New York, NY, June 10, 2009--The price of oil rose above $71 a barrel Wednesday to reach a 2009 high, as investors poured money into crude markets to protect themselves against the inflation risks posed by a weakening U.S. dollar.

Oil, which typically trades inversely to the dollar, has more than doubled in price in three months as traders also cheered news showing the worst of a severe U.S. recession is likely over. They brushed off data -- such as a 9.4 percent U.S. unemployment rate in May -- that suggest crude demand will remain weak. Even growing inventories have not checked crude's stellar rise.

Benchmark crude for July delivery was up $1.35 at $71.36 a barrel by noon in European electronic trading on the New York Mercantile Exchange. On Tuesday, it jumped $1.92 to close at $70.01.

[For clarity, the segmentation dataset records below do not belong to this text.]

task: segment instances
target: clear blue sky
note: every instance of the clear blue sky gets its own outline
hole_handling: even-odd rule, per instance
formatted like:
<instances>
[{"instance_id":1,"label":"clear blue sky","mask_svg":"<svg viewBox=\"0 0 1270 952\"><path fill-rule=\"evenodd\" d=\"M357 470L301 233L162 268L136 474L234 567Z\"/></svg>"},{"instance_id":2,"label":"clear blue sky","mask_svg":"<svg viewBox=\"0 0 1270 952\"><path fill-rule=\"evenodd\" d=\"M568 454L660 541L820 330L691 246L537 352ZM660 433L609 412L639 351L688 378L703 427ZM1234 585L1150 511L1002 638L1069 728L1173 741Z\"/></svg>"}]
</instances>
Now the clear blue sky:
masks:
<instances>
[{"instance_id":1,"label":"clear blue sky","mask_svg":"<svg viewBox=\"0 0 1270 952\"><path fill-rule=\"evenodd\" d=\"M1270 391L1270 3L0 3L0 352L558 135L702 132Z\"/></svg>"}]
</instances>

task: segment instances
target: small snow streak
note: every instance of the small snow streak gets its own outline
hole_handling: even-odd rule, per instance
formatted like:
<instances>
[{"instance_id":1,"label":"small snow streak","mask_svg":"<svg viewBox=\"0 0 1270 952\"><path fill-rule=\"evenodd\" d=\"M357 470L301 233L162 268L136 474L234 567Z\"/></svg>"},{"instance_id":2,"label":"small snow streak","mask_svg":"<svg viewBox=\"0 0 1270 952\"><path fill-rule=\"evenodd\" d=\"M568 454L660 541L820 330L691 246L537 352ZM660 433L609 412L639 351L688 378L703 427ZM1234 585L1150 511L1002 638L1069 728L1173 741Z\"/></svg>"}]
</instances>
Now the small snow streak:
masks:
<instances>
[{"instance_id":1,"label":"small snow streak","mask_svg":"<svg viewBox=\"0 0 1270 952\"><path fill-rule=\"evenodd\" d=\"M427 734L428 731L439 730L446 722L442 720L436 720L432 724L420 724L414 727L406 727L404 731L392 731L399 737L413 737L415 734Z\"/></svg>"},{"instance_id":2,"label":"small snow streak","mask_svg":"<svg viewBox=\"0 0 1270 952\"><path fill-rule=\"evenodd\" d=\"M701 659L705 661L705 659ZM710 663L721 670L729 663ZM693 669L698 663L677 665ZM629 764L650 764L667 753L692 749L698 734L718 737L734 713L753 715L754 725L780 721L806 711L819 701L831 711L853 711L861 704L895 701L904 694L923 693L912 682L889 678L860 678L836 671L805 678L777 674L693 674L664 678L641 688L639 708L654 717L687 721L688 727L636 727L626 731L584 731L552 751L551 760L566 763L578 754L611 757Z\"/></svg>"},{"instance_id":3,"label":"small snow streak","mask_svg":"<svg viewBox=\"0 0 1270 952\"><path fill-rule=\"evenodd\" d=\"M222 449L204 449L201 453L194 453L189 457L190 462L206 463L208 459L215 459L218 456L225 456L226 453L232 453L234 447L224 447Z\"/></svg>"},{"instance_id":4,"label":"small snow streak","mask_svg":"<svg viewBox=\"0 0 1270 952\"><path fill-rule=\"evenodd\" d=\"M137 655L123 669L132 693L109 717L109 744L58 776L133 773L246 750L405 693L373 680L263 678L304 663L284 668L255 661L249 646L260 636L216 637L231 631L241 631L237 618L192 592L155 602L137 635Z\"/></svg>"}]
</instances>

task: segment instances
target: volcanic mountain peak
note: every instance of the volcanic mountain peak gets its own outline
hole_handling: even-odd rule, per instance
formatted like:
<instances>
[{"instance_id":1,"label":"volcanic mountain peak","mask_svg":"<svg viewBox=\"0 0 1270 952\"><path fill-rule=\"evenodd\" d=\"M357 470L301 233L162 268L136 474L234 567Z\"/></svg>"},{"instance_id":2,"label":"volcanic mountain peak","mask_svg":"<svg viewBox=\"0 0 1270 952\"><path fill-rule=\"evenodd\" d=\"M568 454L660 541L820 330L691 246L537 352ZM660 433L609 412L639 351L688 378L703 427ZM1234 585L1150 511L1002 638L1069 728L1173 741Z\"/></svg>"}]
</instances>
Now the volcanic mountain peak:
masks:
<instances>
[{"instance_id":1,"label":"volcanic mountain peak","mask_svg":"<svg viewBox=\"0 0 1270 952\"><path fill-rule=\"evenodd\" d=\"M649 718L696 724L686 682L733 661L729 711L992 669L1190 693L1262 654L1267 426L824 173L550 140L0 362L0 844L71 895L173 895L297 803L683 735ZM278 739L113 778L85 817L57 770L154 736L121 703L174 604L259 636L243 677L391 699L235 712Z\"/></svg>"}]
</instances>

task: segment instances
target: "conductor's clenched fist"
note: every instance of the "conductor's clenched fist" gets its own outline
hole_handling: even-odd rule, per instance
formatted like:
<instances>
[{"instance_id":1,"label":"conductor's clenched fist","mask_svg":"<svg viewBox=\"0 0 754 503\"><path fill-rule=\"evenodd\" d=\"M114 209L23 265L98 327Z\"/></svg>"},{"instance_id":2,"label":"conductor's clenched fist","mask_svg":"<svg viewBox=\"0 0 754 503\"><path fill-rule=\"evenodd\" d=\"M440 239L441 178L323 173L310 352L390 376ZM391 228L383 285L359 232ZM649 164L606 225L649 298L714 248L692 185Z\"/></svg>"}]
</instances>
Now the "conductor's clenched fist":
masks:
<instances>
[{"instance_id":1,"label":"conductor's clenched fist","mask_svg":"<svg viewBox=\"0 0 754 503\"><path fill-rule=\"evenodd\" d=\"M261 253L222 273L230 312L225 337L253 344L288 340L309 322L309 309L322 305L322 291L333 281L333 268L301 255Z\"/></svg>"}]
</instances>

The Energy Department's Energy Information Administration said Tuesday that crude prices will likely average $67 a barrel in the second half of 2009, about $16 higher than the first six months of the year. A month ago, the EIA's price-per-barrel forecast for the second half of 2009 was $55.

The Energy Department also said global consumption of oil, which has fallen by nearly 2 million barrels per day this year, will begin to rebound in 2010 as the economy recovers.